The good thing about the recent financial crisis is that investors have stopped being the hostages of their fund managers to take back their place as the fund’s most important asset. During the shinning years of the industry, many successful managers have developed a sharp arrogance versus their investors. Many funds having reached their full capacity were closed to new investors, therefore the lucky investors, who were given access, had in counterpart to accept a very poor level of transparency. The good returns combined with the secrecy was a very good recipe to catch investors interest as witnessed with the premium paid by some investors, through secondary market platforms, to get access to those managers.
Last year events made the successful recipe turns sour. The once successful managers failed to deliver returns in line with their historical track records and investors realized that they missed operational red flags because of the lack of transparency. The reaction was epidermic and investors massively redeemed from the industry.
David Aldrich, chief investment officer at Swiss Private Bank Union Bancaire PrivĂ©e, has been one of the first to test the investors’ recovered bargaining power. He threatened to redeem from managers who do not enlist independent agents. Eight of the nine managers affected have acted, or told UBP they will act by the end of the year, he said.
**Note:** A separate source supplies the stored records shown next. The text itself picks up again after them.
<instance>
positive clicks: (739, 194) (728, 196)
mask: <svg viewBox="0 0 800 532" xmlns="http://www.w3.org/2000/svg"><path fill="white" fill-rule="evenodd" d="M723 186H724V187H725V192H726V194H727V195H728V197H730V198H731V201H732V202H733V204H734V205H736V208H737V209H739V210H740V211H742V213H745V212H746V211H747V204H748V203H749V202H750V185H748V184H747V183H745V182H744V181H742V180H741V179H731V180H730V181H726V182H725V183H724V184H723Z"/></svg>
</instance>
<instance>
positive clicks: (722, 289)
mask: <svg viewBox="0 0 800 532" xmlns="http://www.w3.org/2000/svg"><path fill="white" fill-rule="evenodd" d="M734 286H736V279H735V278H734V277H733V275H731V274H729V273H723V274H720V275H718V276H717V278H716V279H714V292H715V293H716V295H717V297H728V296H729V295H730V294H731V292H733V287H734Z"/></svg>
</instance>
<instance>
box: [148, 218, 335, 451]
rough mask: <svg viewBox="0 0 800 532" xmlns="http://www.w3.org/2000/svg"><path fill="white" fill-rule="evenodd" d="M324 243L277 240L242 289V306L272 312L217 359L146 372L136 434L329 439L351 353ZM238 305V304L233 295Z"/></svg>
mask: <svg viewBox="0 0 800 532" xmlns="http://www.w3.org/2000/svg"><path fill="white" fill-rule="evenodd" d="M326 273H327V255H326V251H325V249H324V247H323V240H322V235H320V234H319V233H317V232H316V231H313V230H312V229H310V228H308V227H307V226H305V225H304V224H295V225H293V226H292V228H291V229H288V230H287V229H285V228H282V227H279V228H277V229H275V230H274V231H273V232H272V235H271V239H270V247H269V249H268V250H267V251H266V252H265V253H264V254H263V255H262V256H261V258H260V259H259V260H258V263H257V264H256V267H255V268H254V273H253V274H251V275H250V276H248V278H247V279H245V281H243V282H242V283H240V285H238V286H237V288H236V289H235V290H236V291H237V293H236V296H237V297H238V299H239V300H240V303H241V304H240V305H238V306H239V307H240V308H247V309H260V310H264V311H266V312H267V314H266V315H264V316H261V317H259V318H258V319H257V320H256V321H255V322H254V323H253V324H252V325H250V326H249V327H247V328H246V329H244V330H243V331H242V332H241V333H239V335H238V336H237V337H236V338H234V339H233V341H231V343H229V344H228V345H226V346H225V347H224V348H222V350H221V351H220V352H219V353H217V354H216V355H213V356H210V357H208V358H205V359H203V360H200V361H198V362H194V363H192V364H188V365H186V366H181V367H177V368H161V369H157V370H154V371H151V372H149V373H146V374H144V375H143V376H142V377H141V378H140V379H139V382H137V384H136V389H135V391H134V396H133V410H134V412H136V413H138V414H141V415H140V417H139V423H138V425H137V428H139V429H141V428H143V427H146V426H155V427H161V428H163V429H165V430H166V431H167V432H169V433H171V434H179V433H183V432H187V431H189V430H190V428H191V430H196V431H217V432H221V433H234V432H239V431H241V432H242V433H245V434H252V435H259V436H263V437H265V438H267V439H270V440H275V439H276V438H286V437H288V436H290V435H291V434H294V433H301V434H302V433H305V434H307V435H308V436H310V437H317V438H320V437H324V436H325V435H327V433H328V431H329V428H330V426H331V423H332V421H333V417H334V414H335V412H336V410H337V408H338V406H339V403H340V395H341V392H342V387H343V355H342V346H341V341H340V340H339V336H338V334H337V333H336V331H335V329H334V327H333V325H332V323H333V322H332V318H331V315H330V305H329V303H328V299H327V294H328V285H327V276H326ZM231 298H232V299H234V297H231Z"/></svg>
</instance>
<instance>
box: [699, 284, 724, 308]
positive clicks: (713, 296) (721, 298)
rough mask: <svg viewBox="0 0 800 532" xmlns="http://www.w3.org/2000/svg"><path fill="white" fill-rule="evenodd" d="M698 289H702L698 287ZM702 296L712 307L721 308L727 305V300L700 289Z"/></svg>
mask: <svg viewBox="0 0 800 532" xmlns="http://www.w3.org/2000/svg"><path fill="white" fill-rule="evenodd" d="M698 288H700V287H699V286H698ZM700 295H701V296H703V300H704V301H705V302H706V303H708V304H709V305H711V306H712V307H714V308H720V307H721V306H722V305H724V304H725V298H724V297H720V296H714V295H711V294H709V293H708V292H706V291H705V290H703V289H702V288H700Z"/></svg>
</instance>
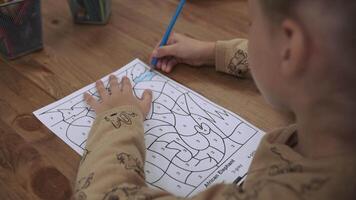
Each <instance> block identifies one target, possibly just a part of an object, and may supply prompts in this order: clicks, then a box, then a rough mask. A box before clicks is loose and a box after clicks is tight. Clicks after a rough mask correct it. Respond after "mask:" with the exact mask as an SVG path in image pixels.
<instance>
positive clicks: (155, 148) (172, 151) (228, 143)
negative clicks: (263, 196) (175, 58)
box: [34, 59, 264, 197]
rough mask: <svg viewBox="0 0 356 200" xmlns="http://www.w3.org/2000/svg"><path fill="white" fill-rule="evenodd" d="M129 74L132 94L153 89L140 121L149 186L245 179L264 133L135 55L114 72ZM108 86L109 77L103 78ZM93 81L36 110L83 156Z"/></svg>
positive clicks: (183, 183)
mask: <svg viewBox="0 0 356 200" xmlns="http://www.w3.org/2000/svg"><path fill="white" fill-rule="evenodd" d="M113 74H115V75H116V76H117V77H118V79H119V80H120V79H121V78H122V77H123V76H127V77H129V78H130V80H131V82H132V85H133V88H134V93H135V95H136V96H137V97H141V96H142V93H143V91H144V90H145V89H150V90H152V92H153V102H152V108H151V111H150V112H149V114H148V116H147V117H146V120H145V122H144V132H145V143H146V148H147V153H146V154H147V156H146V162H145V166H144V170H145V174H146V181H147V184H148V185H150V186H152V187H154V188H157V189H162V190H166V191H169V192H171V193H173V194H175V195H177V196H181V197H189V196H193V195H195V194H197V193H198V192H201V191H203V190H205V189H206V188H208V187H210V186H211V185H214V184H217V183H222V182H225V183H233V182H235V183H237V182H240V181H241V180H243V179H244V177H245V175H246V173H247V170H248V168H249V166H250V163H251V161H252V158H253V155H254V152H255V150H256V149H257V146H258V144H259V142H260V140H261V138H262V136H263V134H264V133H263V132H262V131H261V130H259V129H258V128H256V127H255V126H253V125H251V124H250V123H248V122H247V121H245V120H244V119H242V118H241V117H239V116H238V115H236V114H234V113H232V112H230V111H228V110H226V109H224V108H222V107H220V106H218V105H216V104H215V103H213V102H211V101H209V100H208V99H206V98H205V97H203V96H201V95H200V94H198V93H196V92H194V91H192V90H190V89H188V88H187V87H185V86H183V85H181V84H179V83H177V82H175V81H173V80H172V79H169V78H168V77H166V76H164V75H162V74H160V73H159V72H156V71H151V70H150V68H149V67H148V66H147V65H146V64H144V63H143V62H142V61H140V60H139V59H136V60H134V61H132V62H131V63H129V64H127V65H126V66H124V67H122V68H121V69H119V70H118V71H116V72H114V73H113ZM102 80H103V81H104V83H105V84H106V86H107V87H108V76H106V77H104V78H103V79H102ZM85 92H89V93H90V94H92V95H93V96H95V97H96V98H99V95H98V93H97V91H96V88H95V84H94V83H93V84H91V85H89V86H87V87H85V88H82V89H81V90H78V91H77V92H74V93H73V94H71V95H69V96H67V97H65V98H63V99H61V100H59V101H57V102H55V103H53V104H50V105H48V106H46V107H44V108H41V109H39V110H37V111H35V112H34V114H35V116H36V117H37V118H38V119H39V120H40V121H41V122H42V123H43V124H45V125H46V126H47V127H48V128H49V129H50V130H51V131H52V132H53V133H55V134H56V135H57V136H58V137H60V138H61V139H62V140H63V141H64V142H65V143H67V144H68V145H69V146H70V147H71V148H73V149H74V150H75V151H76V152H78V153H79V154H80V155H82V154H83V151H84V149H85V143H86V140H87V137H88V134H89V131H90V128H91V126H92V124H93V122H94V120H95V113H94V111H93V110H92V109H91V108H90V107H89V106H88V105H87V104H86V102H85V101H84V98H83V94H84V93H85Z"/></svg>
The results are already visible. Man Group in May announced that they are prepared to move to more external valuation based on more investor demand according to a source familiar with the matter reported by Reuters. Currently, valuations are carried out by Man Valuation Services Ltd and by external firms including Citco and Citi Hedge Fund Services, which is administrator for the 1.5 billion pound diversified futures fund. Also in may, the Financial Times has reported that a number of large formerly self-administered funds, including D.E. Shaw and Millennium Management, had appointed independent third party administrators.
The last one to capitulate to investors’ pressure has been Hedge fund firm SAC Capital Advisors. The manager has appointed Citco as an external administrator, Financial News reports. The latter will check the value of the firm’s hedge funds. Citco will begin work from this quarter. Rivals, Caxton Associates and Millennium Management, have also hired International Fund Services and GlobeOp Financial Services respectively as external administrators.
Investors should not take those victories as the end of the game. They have to maintain the pressure on hedge fund managers to make the industry more shareholders friendly and to ensure that we will never get back where we were. Even if last year was painful, it is certainly for the good, as the industry will certainly recover from the crisis stronger than it was before.